A question all the more fair given that Benson Boone's career was not all mapped out.

He grew up in a small town in Washington state in a Mormon family, before making a name for himself with a brief stint, at 18, on the talent show American Idol.

And to make his title Beautiful Things one of the biggest global hits of 2024.

But the singer, now 23, has more than one string to his bow. And meets several criteria for popularity in the age of social media, according to the American daily. Notably, with the distinctive mustache he sports, “facial hair in the spotlight among Gen Z celebrities.”

Musically, "he has a voice and masters the painful expression of a singer who ostentatiously strives to reach the high notes," grumbles the New York Times.

And his lyrics, peppered with references to 20th-century pop classics, are mostly dedicated to the men in his life like his father and his best friend – and very little to his partner, actress Maggie Thurmon.

Added to that is the attitude. Because “he does enough somersaults—you already know this, of course—that there are compilation videos of his stunts.”

Benson Boone performs somersaults onstage during the American Music Awards in Las Vegas on May 26, 2025.
Benson Boone performs somersaults on stage during the American Music Awards in Las Vegas on May 26, 2025. PHOTO ETHAN MILLER/GETTY IMAGES/AFP

And then there is the image he wants to project.

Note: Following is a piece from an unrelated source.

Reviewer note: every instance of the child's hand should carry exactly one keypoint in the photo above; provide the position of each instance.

“He is vaguely patriotic, in a pseudo-apolitical way,” the American daily continues. This is what he portrays on the cover of American Heart by appearing covered in soot and waving an American flag “as if returning from the battlefield.”

An image that he also cultivates, especially through his look, which makes him “a sexual show-off in revealing outfits who grabs his crotch on stage.”

He's reminiscent of a certain Harry Styles in this regard, while "blurring the lines in his own way." To do this, he borrows heavily from the iconography of queer icon Freddie Mercury, from his famous mustache to his fiery stage presence, but that's far from convincing everyone - the specialist media Pitchfork , looking back on his "atrocious" concert at Coachella, judges that "Benson Boone is horrible, simply appalling."

While his music and writing are far less popular with critics than those of Chappell Roan or Olivia Rodrigo, the New York Times says that Benson Boone “is in many ways the best fit for today’s confused cultural landscape: both political and apolitical, flamboyant yet God-fearing, wildly popular yet at the same time rather banal.”